Begitulah ketika standar yang digunakan oleh para pemangku kebijakan jauh dari nilai-nilai Islam. Sudah pasti kemadharatan yang ditimbulkan bukan maslahat. Padahal dari awal semestinya pemerintah cepat tanggap sehingga korban positif Covid-19 dapat diminimalisir.
Dalam pandangan Islam semua permasalahan yang ada di muka bumi ini sudah ada solusinnya tinggal kita mau menerapkkannya atau tidak. Seperti yang terjadi saat ini, ketika terjadi wabah Rasulullah Saw. dan juga para sahabat telah memberikan contoh bagaimana seorang pemimpin mengambil kebijakan untuk menghindari wabah. Karantina atau isolasi pada daerah terdampak wabah adalah solusi yang tepat dan terbukti dapat memutus mata rantai penyebarannya. Sedangkan daerah lainnya tetap dibiarkan agar tetap produktif.
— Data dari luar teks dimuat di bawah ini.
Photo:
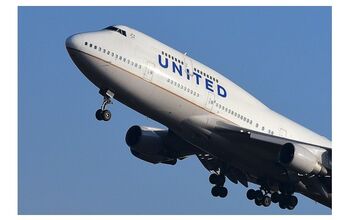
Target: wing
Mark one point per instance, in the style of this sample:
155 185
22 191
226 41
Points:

Nabi Muhamad SAW bersabda : ''Jika kalian mendengan wabah di suatu wilayah janganlah kalian memasuki wilayah tersebut dan jika terjadi wabah di tempat kalian berada janganlah kalian keluar dari wilayah itu." (HR al-Bukhari)
Karantina atau isolasi tersebut tentu dengan tidak mengabaikan pemenuhan kebutuhan pokok masyarakat. Dalam hal ini pemerintah atau penguasa yang harus mengendalikan atau menjamin kebutuhan rakyatnya karena mereka mempunyai tanggung jawab atau amanah atas rakyat yang dipimpinnya.
Islam memandang nyawa seseorang amatlah berharga apalagi nyawa banyak orang benar-benar dimuliakan dan dijunjung tinggi. Karena menghilangkan satu nyawa manusia disamakan dengan membunuh seluruh manusia (TQS al- Maidah {5}:32)
Kesempurnaan Islam tiada bandingannya di muka bumi. Lengkap dengan seperangkat aturannya mampu menyelesaikan segala macam problematika di segala aspek kehidupan. Tidak ragu lagi umat saat ini harus menyadari bahwa sistem Kapitalisme telah nyata tidak mampu menyelesaikan permasalahan termasuk dalam menangani wabah, tidak mampu menjaga jiwa, agama dan juga harta. Hanya Islam dan syariahNya yang bisa mengatasinya. Apapun yang terjadi saat ini kita harus benar-benar bersabar dan ikhlas karena itu semua adalah bagian dari qadla Allah yang baik buruknya dari Allah. Serta berikhtiar maksimal dengan berjuang untuk menegakan Islam secara kaffah dalam naungan Khilafah, niscaya kesejahteraan akan kita raih.